BIENNALE DE VENISE
C’est reparti pour un tour ! Après deux ans de Covid, revoilà la Biennale de Venise. Chaque année, ce grand raout se consacre aux arts visuels ou à l’architecture. Cette 59e édition est dédiée à l’art contemporain. Elle se tient jusqu’au 27 novembre dans deux lieux situés à la pointe est de la cité des Doges : dans les vastes jardins publics – les –giardini comme disent les Italiens – qui abritent les pavillons nationaux, et à l’Arsenal, ancien chantier naval. Pas moins de 213 artistes de 58 pays y sont réunis. La plupart sont des femmes. Une première.
Il y a des sujets très politiques : les sculptures monumentales de l’Afro-américaine Simone Leigh figurent des femmes noires exploitées aux États-Unis et ailleurs, de l’esclavage à nos jours. La plasticienne a même converti le pavillon américain, au style néoclassique colonial, en hutte géante, coiffée d’un toit de chaume. Gros clin d’œil à l’Exposition coloniale internationale, qui s’est tenue à Paris en 1931. Il y a aussi du déjanté : dans le pavillon autrichien, le tandem trans Jakob Lena Knebl et Ashley Hans Scheirl, sorte de Gilbert & George viennois, nous a concocté une installation pop, joyeusement kitsch, avec sculptures molles très années 1970 et décor un brin surréaliste. Du dérangeant : les toiles de la Portugaise Paula Rego, dans le pavillon central, dépeignent des scènes crues et troublantes de l’enfance, de la vieillesse, de la vie quotidienne. Du somptueux : douze tapisseries de l’artiste rom Malgorzata Mirga-Tas recouvrent entièrement les murs du pavillon polonais (et sa façade !). Elles racontent les traditions des roms de Pologne et la place des femmes dans cette communauté. Du lugubre : les sculptures hyperréalistes de deux centaures géants, installées par Uffe Isolotto dans le pavillon danois. L’un est pendu au plafond par le cou, l’autre est allongé au sol, au milieu d’un tas de fumier. Du mystérieux : les estampes en noir et blanc de l’Afro-cubaine Belkis Ayón, à l’Arsenal. Fascinée par la société secrète cubaine Abakuá, l’artiste a représenté ses adeptes tels qu’elle les fantasmait : des silhouettes aux visages futuristes, sans nez ni bouche, avec de grands yeux ouverts.
Le « off », aussi, nous abreuve d’expos dans des musées, des palais, de nouveaux lieux. C’est là qu’on retrouve des poids lourds masculins. Par exemple, l’Allemand Anselm Kiefer. Ses toiles sombres, épaisses, flanquées de brindilles, de livres et de ferrailles occupent les murs, du sol au plafond, d’une vaste salle du prestigieux palais des Doges. Elles figurent l’incendie historique du palais, en 1577, le chaos, la guerre mais aussi la création. C’est apocalyptique et magnifique à la fois. À deux pas du pont de l’Académie, le palazzo Contarini Polignac dévoile les énigmatiques sculptures du Sud-Coréen Chun Kwang Young.
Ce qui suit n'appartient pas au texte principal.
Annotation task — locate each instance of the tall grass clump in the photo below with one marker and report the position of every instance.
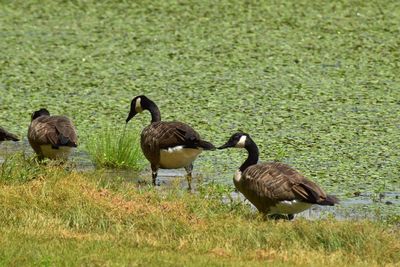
(19, 168)
(116, 147)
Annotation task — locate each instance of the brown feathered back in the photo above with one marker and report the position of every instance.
(5, 135)
(265, 184)
(163, 135)
(56, 131)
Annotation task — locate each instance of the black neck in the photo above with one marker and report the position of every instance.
(252, 158)
(154, 111)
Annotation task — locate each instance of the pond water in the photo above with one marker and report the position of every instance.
(367, 205)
Les fabriquer est un travail de bénédictin : chaque jour, l’artiste emballe de tout petits triangles de polystyrène dans du papier traditionnel (hanji). Puis, il les agence, créant ces œuvres monumentales, minérales, déroutantes. Sur la mythique place Saint-Marc, les Procuratie Vecchie sont ouvertes au public pour la première fois depuis cinq cent ans. Ce palais entièrement rénové met à l’honneur l’Américaine d’origine ukrainienne Louise Nevelson, pionnière de la sculpture moderne aux États-Unis. Ses assemblages de bois monochromes, de couleur noire, occupent un étage entier. Ce qui frappe le plus, c’est l’installation des années 1980 qui réinterprète des caisses de munitions. On pense à la situation en Ukraine, forcément. Situé au bord du Grand Canal, le palazzo Grassi présente une centaine de peintures et encres de la Sud-Africaine Marlene Dumas. Une œuvre chamanique, politique, intime, pleine de portraits, de nus, de gros plans, de grands et petits formats. Dumas, comme beaucoup d’artistes de cette Biennale, ne nous épargne rien. On sort de là, secoué, déconcerté, fasciné.